Artificial Signals. (a) Example signals 1, 2 and 3: Two oscillators with slightly different frequency (128 sample wavelength for signal 1 and 120 sample wavelength for signal 2) and an oscillator with a much higher frequency (5 sample wavelength for signal 3). For visualization purposes only the first 1024 samples are shown. (b) Correspondence of the different measures between signal 1 and 2 (blue), signals 1 and 3 (green) and signals 2 and 3 (red). (c) Example signals 4 and 5: combined signals with different ordering. (d) Correspondence between signal 4 and signal 5. (e) Example signals 6, 7 and 8: A sine wave with a wavelength of 128 samples (signal 6) and the same sine wave signal with an additional “spike” in different locations (signals 7 and 8). (f) Correspondence between signal 6 and 7 (blue), 6 and 8 (green) and 7 and 8 (red) are shown on the top plot.
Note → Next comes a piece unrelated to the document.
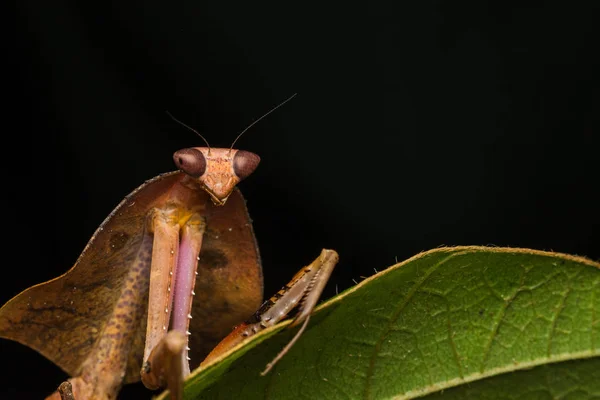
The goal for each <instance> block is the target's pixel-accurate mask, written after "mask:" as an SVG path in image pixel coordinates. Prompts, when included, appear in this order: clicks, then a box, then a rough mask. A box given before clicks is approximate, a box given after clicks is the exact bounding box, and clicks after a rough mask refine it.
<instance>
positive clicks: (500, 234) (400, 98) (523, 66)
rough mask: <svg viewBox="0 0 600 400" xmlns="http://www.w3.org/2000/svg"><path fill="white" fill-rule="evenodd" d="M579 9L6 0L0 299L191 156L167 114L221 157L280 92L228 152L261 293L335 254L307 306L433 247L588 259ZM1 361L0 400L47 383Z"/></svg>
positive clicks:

The bottom plot shows the ratio of correspondence between signal 7 and signal 8 divided by the mean of the correspondence between signal 6 and 7 and signals 6 and 8. The F-E similarity measure is the only one showing a high ratio resulting from its ability to detect the global similarity of signals 7 and 8 and differentiate them from signal 6.